Before you roll your eyes and emit a long, guttural groan about governments getting the hell out of our lives and all this stuff being nothing to do with them, wait to see what follows…

At the moment we seem to be all but drowning under a massive tide of bureaucracy, with human rights instruments and global treaties drawn up to cover just about every scenario under the sun.

See? And why are we drowning in a a sea of bureaucracy, Cath? Might is just be because governments see themselves as agents for improving the lot of every man woman and child? Something that should never be in their job description. One causes the other…
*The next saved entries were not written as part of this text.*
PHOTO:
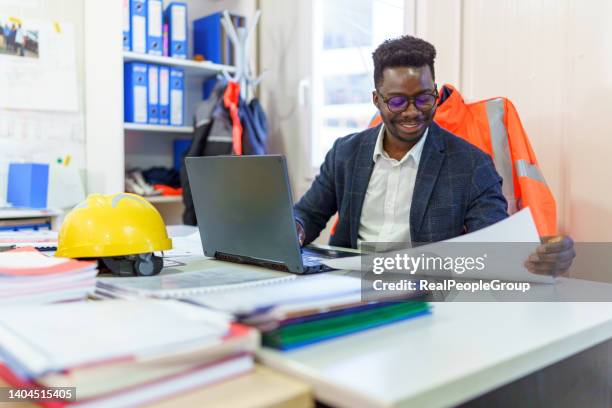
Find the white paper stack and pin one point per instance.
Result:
(121, 353)
(29, 277)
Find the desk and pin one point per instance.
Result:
(460, 352)
(261, 388)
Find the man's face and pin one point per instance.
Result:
(409, 125)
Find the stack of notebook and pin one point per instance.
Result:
(121, 353)
(311, 309)
(27, 276)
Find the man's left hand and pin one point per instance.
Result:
(553, 257)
Going back to the by-line of this piece, it’s worth making a simple observation about capitalism:

I’d like to see a new international politics, where humanitarian concerns take precedence over greed and self-interest

Self-interest is what makes the world go round. It’s how commerce works. I buy something from a provider which is in my interests to buy and it is in his interests to sell. We both win. Self-interest is a good thing, not a bad one. Trade is a good thing, not a bad one. Capitalism, ultimately, is a good thing. It is the means by which people can drag themselves out of poverty, unlike socialism which seeks to drag us all down to mediocrity in the name of “equality”.

7 Comments

  1. Oh dear – ‘MsWoman’ again. For right-on feminist idiocy, Cath Elliott makes Harriet Harman seem almost sane.

  2. “I’d like to see a new international politics, where humanitarian concerns take precedence over greed and self-interest”

    So would I. The main obstacle to this is the greed and self-interest of public-sector kleptocrats.